- Theatrical release poster
- Directed by: Sai Rajesh Mahadev
- Screenplay by: Sai Rajesh Mahadev
- Story by: Sumaya Reddy
- Produced by: Sumaya Reddy
- Starring: Pruthvi Ambaar; Sumaya Reddy;
- Cinematography: Raj Thota
- Edited by: Satya Giduturi
- Music by: Radhan
- Production company: Suma Chitra Arts
- Release date: 18 April 2025;
- Running time: 154 minutes
- Country: India
- Language: Telugu

= Dear Uma =

2025 Indian Telugu-language film by Sai Rajesh Mahadev

Dear Uma is a 2025 Indian Telugu-language medical drama film co-written and directed by Sai Rajesh Mahadev. The film features Pruthvi Ambaar (in his Telugu debut) and Sumaya Reddy in lead roles.

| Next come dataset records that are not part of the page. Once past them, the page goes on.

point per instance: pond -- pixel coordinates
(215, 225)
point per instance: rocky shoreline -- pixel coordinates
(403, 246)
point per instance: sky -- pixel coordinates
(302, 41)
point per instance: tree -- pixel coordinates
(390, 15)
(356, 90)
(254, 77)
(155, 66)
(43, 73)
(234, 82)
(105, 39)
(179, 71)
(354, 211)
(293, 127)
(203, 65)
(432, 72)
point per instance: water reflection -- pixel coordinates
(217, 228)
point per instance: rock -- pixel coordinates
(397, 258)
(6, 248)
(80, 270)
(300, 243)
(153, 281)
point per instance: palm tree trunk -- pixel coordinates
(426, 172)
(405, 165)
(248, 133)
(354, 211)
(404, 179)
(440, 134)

The film was released on 18 April 2025.

==Cast==
- Pruthvi Ambaar as Dev
- Sumaya Reddy as Uma
- Kamal Kamaraju as Surya, Dev's brother
- Saptagiri
- Ajay Ghosh as Hospital Chairman
- Rajeev Kanakala as Uma's father
- Prudhvi Raj as Doctor
- Kedar Shankar as Dev's father
- Pramodini Pammi as Dev's mother
- Meena Vasu as Uma's mother
- Aamani
- Rupa Lakshmi

== Soundtrack ==

| No. | Title | Lyrics | Singer(s) | Length |
|---|---|---|---|---|
| 1. | "Nivevaro" | Ramajogayya Sastry | Ram Miriyala, Sarath Santosh | 4:42 |
| 2. | "Nee Guruthulo" | Krishna Kanth | Sarath Santosh | 4:11 |
| 3. | "Yevaipuko" | Purnachary | Karthik, Harini Ivaturi | 5:22 |
| 4. | "Navvuthuntane" | Bhaskarabhatla | Anthony Daasan | 3:17 |

== Release and reception ==
Dear Uma was released on 18 April 2025.

Suhas Sistu of The Hans India rated the film 3 out of 5. Giving the same rating, OTTPlay stated that, "Dear Uma is a social drama based on the medical mafia. The conflict point is interesting and is presented well".